When asked their feelings about the economy, investors say they’re nervous. But at the same time, we’re seeing money come into markets, with interest in speculative names picking up. That doesn’t reflect caution—it reflects the expectation of a rally, and no one wants to miss out. Overall, the street still isn’t overweight equities; they’re expecting some manner of a slowdown or recession. But there has been a small rotation back to names that were beaten up last year. This apparent gap between sentiment and what the market is actually doing is indicative of how certain expectation haven’t worked their way into the economy just yet. Take the job market as an example: layoffs have been announced, but they haven’t taken effect yet, creating a difference between expectations and reality. January was an exceptional month. Markets will likely grind higher with pullbacks along the way, but we’re probably not going to see that performance repeated until the Fed announces its rate hike pause. We may have gone up too fast in January, so February could be a reprieve.

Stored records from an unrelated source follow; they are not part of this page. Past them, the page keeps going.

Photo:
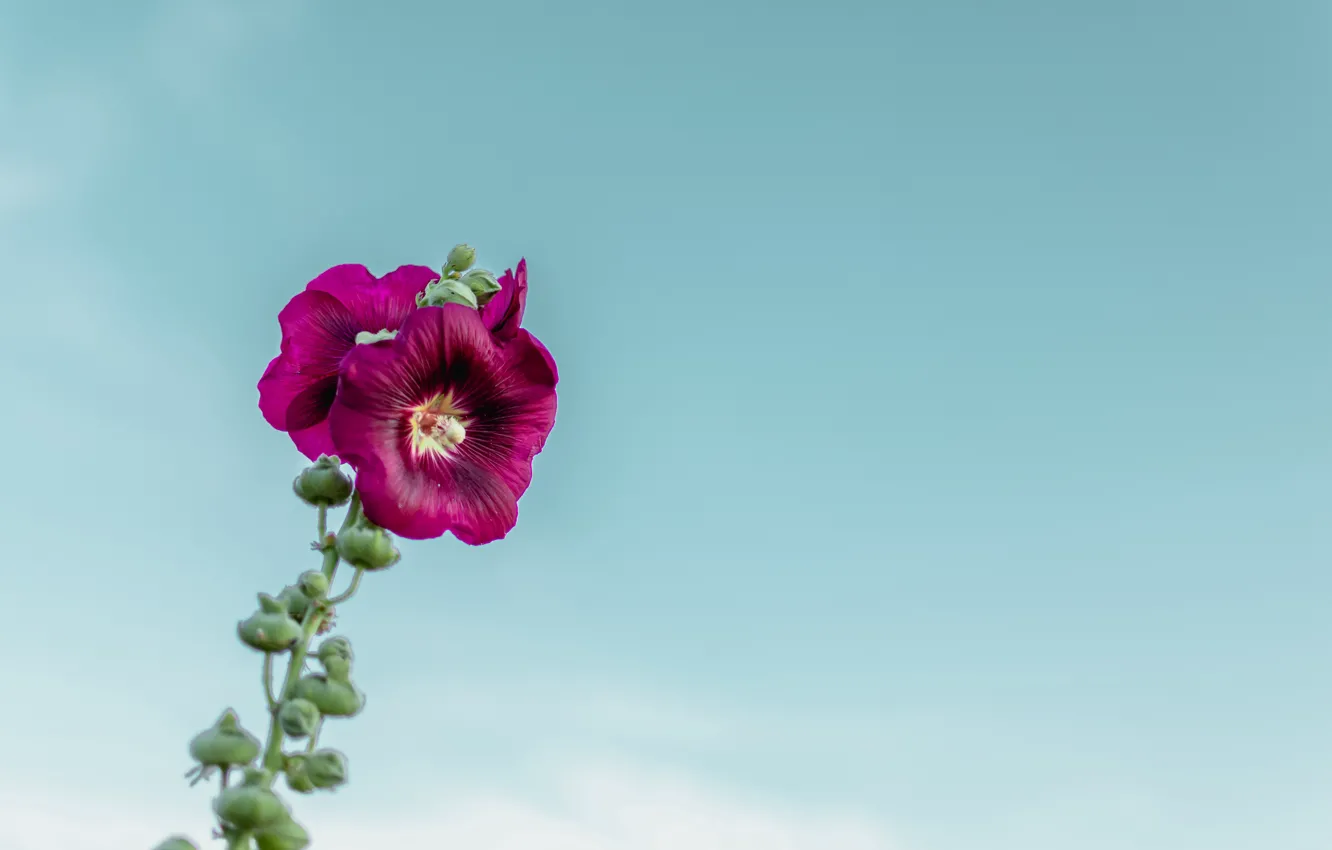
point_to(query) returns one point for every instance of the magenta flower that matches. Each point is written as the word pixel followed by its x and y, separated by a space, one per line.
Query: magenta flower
pixel 319 329
pixel 502 313
pixel 442 421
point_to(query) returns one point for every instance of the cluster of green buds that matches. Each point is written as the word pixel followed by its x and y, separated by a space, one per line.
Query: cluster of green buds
pixel 460 283
pixel 249 813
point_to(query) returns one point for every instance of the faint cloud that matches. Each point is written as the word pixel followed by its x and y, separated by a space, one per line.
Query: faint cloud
pixel 59 132
pixel 584 808
pixel 191 44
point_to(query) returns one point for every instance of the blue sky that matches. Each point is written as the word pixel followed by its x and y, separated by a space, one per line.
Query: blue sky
pixel 942 456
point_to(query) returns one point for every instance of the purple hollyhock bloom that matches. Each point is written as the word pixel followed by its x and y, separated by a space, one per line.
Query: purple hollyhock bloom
pixel 502 313
pixel 319 329
pixel 442 421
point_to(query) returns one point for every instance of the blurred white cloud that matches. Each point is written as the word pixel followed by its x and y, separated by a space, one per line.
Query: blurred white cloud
pixel 590 806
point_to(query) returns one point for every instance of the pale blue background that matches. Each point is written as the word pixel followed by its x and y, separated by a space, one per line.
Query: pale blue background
pixel 943 425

Bottom Line: Investors say they’re nervous, but their actions tell a different story.


When we evaluate our positions, we think about short- and long-term outlooks. Energy is a great example. In the short-term, we expect a sideways market or slight movement lower. That’s a good time to sell calls to generate additional income, which we’ve been doing. But in the long term, the benefits of China reopening and demand outweighing supply should boost energy prices. Plus, energy companies—which is what we’re really invested in—are profitable and have access to cash, which should help on the earnings side. And those companies remain under-invested in, so there’s the potential for more investment to push prices upward. Taking a step back, it’s still a choppy market—we’ve seen that in February so far. That’s why we continue to utilize a ‘collar strategy’ in our portfolios, in which we sell calls and buy puts. We aren’t expecting a smooth ride—economic data, Fed comments, earnings numbers, and other factors all have the potential to upset the applecart. In that kind of environment, we want to make sure we have the protection of options in our portfolios, and we’re willing to trade off some upside to do so.